Who was your target patient population and how did you study them?
"We used data from 290 hospitals participating in GWTG-R during 2015-2018. For each hospital in our study, we calculated risk-adjusted rates of acute resuscitation survival, defined as return of spontaneous circulation (ROSC) for at least 20 minutes, post-resuscitation survival, defined as survival to discharge, in patients who achieved ROSC and overall survival using a validated methodology. We examined the extent to which hospital rates of overall survival were correlated with rates of acute resuscitation and post-resuscitation survival."

Did the study results turn out as you had expected or were you surprised with what you found?
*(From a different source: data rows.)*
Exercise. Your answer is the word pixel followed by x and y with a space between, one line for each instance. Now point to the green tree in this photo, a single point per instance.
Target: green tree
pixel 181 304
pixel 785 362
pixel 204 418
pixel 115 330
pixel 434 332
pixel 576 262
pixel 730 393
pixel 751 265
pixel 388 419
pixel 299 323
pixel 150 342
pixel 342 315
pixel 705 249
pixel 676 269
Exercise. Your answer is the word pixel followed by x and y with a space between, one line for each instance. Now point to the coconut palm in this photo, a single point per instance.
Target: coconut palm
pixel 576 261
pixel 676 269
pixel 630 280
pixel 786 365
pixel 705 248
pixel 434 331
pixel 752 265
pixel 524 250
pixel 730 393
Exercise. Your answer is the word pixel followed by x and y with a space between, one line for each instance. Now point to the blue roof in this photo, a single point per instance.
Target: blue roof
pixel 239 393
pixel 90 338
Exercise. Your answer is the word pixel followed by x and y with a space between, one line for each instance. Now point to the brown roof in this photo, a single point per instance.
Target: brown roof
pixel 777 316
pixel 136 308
"We found that a hospital’s overall risk-standardized survival rate (RSSR) was correlated with both acute resuscitation and post-resuscitation survival which was expected because in order for patients to survive, they must achieve ROSC and survive during the post-resuscitation phase. However, the strength of the correlation between overall RSSR and post-resuscitation survival was much stronger compared to its correlation with acute resuscitation survival (rho=0.90 vs. 0.50). Additionally, we found no correlation between acute resuscitation and post-resuscitation survival. This finding was rather unexpected and suggested that hospitals that excel in IHCA survival, either excel in acute resuscitation, or post-resuscitation survival but not consistently both phases.

How do you see this study impacting the future of medicine and patient care?
"Our findings have important implications for quality improvement for resuscitation care. The current AHA GWTG-R quality measures that incentivize hospitals are focused only on acute resuscitation. Our findings suggest that in order for us to achieve continued improved in overall IHCA survival, there is an urgent need to identify best practices for post-resuscitation survival."